Bits ‘n’ Pieces: Sept. 3, 2020

By Lorraine H. Marie
Reader Columnist

East, west or beyond, sooner or later events elsewhere may have a local impact. A recent sampling:

At least 21 states are suing the U.S. Postal Service over delivery delays, The Washington Post reports. Issues include stalled delivery of items like medications, as well as likely interference with voting by mail. Maryland’s attorney general says the USPS has acted illegally and unconstitutionally, causing harm to the nation and individuals. The slower delivery, ordered Postmaster General Louis DeJoy, has included removal of mail-sorting equipment and public mail boxes. 

The legal challenges, according to The Post, include addressing violations of the Voting Rights Act and the Americans With Disabilities Act. President Donald Trump stated in August that he opposes both vote-by-mail and any emergency funding for the USPS, which has been challenged by loss of revenue due to the COVID-19 pandemic. DeJoy, when called to congressional oversight hearings, said he would delay further “new initiatives,” but would not commit to reversing steps he has already taken that slow the mail. 

The 467 billionaires in the United States have seen their wealth rise by more than $730 billion since the start of the pandemic in March, according to Americans for Tax Fairness. The organization is supporting the Make Billionaires Pay Act, recently introduced to Congress. According to ATF, if 60% of U.S. billionaires’ gains made between mid-March and early August were taxed, Medicare could pay for all out-of-pocket health care expenses for a year — the billionaires would still have a wealth gain of more than $310 billion.

One of the highlights of the Republican National Convention was the chant of “12 more years.” According to NBC News, the convention messages included the idea that the U.S. will descend into chaos without Trump. The convention was also notable for not introducing a new party platform — a first in 166 years.

Political scientist Norm Ornstein, from the conservative American Enterprise Institute, says the Hatch Act forbids the use of federal property “for political activities or for engaging in anything that is a partisan political act,” with the exception of the president and vice president. Ornstein called last week’s Republican National Convention “the most blatant abuse of power … for partisan purposes by far than anything we have ever seen by a president of an executive branch.” Fox News’ Dana Perino said “it doesn’t matter” that the law was broken since “by the time they have an investigation, this election is going to be over.”

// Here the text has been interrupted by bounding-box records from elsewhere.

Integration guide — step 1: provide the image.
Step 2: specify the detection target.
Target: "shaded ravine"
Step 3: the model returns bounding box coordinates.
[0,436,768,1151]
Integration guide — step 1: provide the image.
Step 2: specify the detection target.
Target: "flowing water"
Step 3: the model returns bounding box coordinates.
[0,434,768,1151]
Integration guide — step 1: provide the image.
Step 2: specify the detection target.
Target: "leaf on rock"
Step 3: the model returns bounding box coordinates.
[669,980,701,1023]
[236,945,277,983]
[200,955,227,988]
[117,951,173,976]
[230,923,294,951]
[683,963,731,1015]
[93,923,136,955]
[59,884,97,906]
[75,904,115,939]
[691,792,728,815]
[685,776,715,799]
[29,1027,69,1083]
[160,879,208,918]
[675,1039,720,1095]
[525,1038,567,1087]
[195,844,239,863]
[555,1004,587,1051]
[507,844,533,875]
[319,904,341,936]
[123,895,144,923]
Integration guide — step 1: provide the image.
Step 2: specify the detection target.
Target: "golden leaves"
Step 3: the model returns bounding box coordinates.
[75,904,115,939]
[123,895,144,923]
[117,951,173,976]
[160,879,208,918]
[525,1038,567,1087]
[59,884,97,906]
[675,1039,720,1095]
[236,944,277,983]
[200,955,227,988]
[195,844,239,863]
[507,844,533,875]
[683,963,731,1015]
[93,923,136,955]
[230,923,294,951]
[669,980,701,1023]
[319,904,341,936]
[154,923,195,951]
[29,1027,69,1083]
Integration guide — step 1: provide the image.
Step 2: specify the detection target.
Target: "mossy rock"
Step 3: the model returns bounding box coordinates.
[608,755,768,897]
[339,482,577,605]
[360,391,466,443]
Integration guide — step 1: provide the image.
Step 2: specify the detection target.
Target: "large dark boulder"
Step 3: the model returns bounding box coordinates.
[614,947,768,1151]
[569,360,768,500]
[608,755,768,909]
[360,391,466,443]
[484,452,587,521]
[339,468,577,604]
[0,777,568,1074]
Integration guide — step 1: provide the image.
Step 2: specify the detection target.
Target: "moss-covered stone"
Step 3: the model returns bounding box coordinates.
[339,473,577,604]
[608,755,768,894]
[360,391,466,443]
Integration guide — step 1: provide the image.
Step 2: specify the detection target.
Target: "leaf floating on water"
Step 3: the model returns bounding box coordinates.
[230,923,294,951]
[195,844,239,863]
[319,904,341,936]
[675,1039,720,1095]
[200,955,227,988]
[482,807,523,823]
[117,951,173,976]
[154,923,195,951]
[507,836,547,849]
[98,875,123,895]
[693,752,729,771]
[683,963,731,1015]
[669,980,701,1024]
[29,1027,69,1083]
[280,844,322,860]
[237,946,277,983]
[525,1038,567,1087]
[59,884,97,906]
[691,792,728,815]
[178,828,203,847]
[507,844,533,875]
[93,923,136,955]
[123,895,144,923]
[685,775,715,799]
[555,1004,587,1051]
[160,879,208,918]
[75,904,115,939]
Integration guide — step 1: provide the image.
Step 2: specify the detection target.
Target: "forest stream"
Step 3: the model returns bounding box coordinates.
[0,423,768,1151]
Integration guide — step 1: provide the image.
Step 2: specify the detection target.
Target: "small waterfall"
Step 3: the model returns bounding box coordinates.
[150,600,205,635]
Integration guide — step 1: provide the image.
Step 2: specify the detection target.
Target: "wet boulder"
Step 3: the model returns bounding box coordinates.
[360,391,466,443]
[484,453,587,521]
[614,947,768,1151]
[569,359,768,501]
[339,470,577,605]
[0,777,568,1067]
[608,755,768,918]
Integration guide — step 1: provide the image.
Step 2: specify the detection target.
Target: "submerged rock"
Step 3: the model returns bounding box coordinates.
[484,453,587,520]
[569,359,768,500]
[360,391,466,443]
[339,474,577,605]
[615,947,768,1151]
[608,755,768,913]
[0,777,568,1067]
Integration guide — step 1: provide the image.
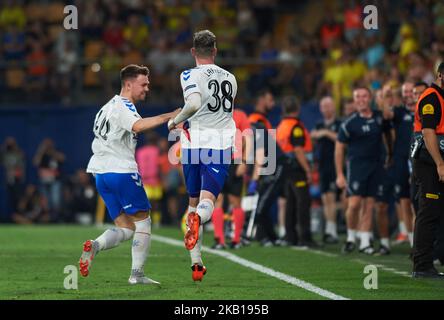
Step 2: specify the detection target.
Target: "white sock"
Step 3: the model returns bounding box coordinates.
[381,238,390,249]
[196,199,214,225]
[278,226,285,239]
[325,221,338,238]
[398,221,407,234]
[131,217,151,274]
[188,206,196,212]
[407,232,413,248]
[347,229,356,243]
[359,231,371,250]
[190,224,203,266]
[95,227,134,250]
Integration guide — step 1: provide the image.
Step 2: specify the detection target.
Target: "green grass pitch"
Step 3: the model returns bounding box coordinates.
[0,225,444,300]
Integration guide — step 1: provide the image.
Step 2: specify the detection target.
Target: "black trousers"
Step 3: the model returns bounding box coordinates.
[433,214,444,265]
[285,170,312,245]
[256,162,286,241]
[413,160,444,271]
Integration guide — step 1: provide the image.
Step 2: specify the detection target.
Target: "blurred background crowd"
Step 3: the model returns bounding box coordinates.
[0,0,444,235]
[0,0,444,108]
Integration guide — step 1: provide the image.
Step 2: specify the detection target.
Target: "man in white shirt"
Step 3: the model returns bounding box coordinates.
[168,30,237,281]
[79,65,179,284]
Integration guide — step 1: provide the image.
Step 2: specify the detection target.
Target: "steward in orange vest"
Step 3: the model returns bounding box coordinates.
[276,97,317,247]
[412,63,444,279]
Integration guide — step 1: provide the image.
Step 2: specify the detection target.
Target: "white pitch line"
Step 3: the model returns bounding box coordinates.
[151,235,350,300]
[352,259,410,278]
[292,247,410,277]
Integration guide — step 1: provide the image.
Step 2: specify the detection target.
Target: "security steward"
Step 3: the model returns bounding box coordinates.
[411,63,444,280]
[247,89,285,247]
[276,96,317,247]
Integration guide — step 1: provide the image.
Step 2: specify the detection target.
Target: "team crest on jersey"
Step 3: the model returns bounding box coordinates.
[122,98,136,112]
[182,70,191,81]
[293,127,304,138]
[131,173,142,187]
[422,103,435,114]
[352,181,359,191]
[376,117,382,125]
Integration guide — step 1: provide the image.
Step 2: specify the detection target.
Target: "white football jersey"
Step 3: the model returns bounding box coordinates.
[86,95,141,173]
[180,64,237,150]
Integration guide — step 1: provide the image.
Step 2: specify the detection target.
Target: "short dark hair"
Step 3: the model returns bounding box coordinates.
[353,86,373,97]
[413,81,429,88]
[193,30,216,57]
[256,88,273,101]
[120,64,150,84]
[438,62,444,73]
[281,96,300,115]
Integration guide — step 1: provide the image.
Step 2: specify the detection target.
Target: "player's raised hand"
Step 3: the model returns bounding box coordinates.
[168,117,176,131]
[336,175,347,189]
[168,108,182,130]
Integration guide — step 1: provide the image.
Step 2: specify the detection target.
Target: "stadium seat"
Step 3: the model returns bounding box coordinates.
[25,3,46,21]
[45,2,65,23]
[85,41,104,60]
[6,68,25,89]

Trump has proposed a permanent cut to payroll taxes, Forbes reports. When projecting the impact, the Office of the Chief Actuary at the Social Security Administration said that lacking another funding source by the end of the year (it’s currently funded by FICA payroll taxes), the SS Disability Trust Fund assets would be depleted by the middle of 2021 and regular SS retirement benefits would end in the middle of 2023. 

In 2019, Social Security took in $1,061.8 billion and paid out $1,059.3 billion. The end of Social Security could occur if Trump were to be re-elected and the House and the Senate were both controlled by Republicans, Forbes stated. 

Protesters have renewed fodder after the shooting of a Black man by police in Kenosha, Wisc. Officers shot Jacob Blake seven times in the back Aug. 23 as he walked away from them. He survived the shooting but is now partially paralyzed. Amid protests over the Blake shooting, three demonstrators in Kenosha were shot by a counter-protester, 17-year-old Kyle Rittenhouse, leaving two dead. The local sheriff told The New York Times, “This is why I don’t deputize citizens with guns.”

Labor Day review of some of the Trump Administration worker protection reversals: a rule to protect health workers and patients from airborne infectious diseases stopped (NPR); asbestos rules relaxed (Politico); OSHA’s ability to inspect for safety is at its lowest level ever (Forbes); protection against silica-caused lung disease put on hold (NBC News); underground mine safety inspections rolled back, as have been inspections for off-shore oil rigs and meat-packing plants (Politico). The Trump administration has also revoked the Fair Pay and Safe Workplaces order (NBC News) and OSHA eliminated from its home page a list of worker deaths.

Blast from the past: “By failing to prepare you are preparing to fail.”  Benjamin Franklin, American statesman and scientist, 1706-1790. Franklin was appointed postmaster general by the Second Continental Congress. Prior to his organizing of mail delivery, letters in the colonies were left at inns and taverns. Franklin sped up delivery times with day and night wagon transport, and established routes from Florida to Maine.